Раны на ногах медленно затягивались. Это от нее, от Ксении Алексеевны, Клава стала готовиться перейти линию фронта. Ксения Алексеевна наготовила ей лепешек и накануне всю ночь молилась за благополучный исход. Утром вместе с Феней пошла ее провожать.
7
Уже после освобождения выяснилось, что партизанка Вера Великая бежала.
Было интересно сравнить ее письмо с тем, что рассказала о себе Клава Вилор.

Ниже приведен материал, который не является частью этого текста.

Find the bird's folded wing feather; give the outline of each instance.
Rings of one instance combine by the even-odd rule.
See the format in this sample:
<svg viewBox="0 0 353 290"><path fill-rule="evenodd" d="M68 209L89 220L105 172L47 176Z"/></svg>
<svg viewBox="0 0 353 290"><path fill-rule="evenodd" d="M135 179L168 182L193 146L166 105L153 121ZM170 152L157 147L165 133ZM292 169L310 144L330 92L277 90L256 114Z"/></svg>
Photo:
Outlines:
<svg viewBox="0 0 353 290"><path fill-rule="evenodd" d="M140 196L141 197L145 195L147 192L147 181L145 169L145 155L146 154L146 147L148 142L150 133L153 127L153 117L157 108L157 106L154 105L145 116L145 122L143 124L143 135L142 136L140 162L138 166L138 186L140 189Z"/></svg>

«Однажды ночью меня и другую партизанку нашего отряда Шуру Стеблякову толкнули в камеру № 3. Заговорив, мы узнали, что тут женщина. Познакомились. Она была ранена в обе ноги в тридцати пяти километрах от Сталинграда, политрук РККА Вилор Клавдия Денисовна. В тюрьме мы сдружились. Вилор Клавдия вела себя прекрасно. Мы громко пели революционные песни, вели себя вызывающе по отношению к полицейским и немцам, называя их легавыми. Вилор К. вела себя как подлинная патриотка нашей Родины, ненавидевшая немцев, и в этом ужасном застенке держалась стойко, мужественно, гордо. Мы знали много друг о друге. Клава всегда подбадривала, придавала нам силы своим спокойным голосом. Она научила нас не унывать и научила бежать. И мы ее завет осуществили… С допросов Клава возвращалась избитая, измученная… Но врагам не удавалось узнать от Клавы ни слова полезного. Очень жаль нам было расставаться с нашей подругой. Ее приговорили к расстрелу. Немцы ее звали комиссаром. Нас отправили в концлагерь СД, будучи там, однажды я узнала от вновь прибывших, что 25 января 1943 года К.Вилор бежала. Я была рада, как за собственную жизнь… 20 февраля 1943 года, когда Красная Армия, наша освободительница, подошла близко к городу Макеевка, немцы в панике бежали, захватив с собой мужчин, а женщинам чудом удалось спастись. Я разыскала дочку К.Вилор Нелличку…»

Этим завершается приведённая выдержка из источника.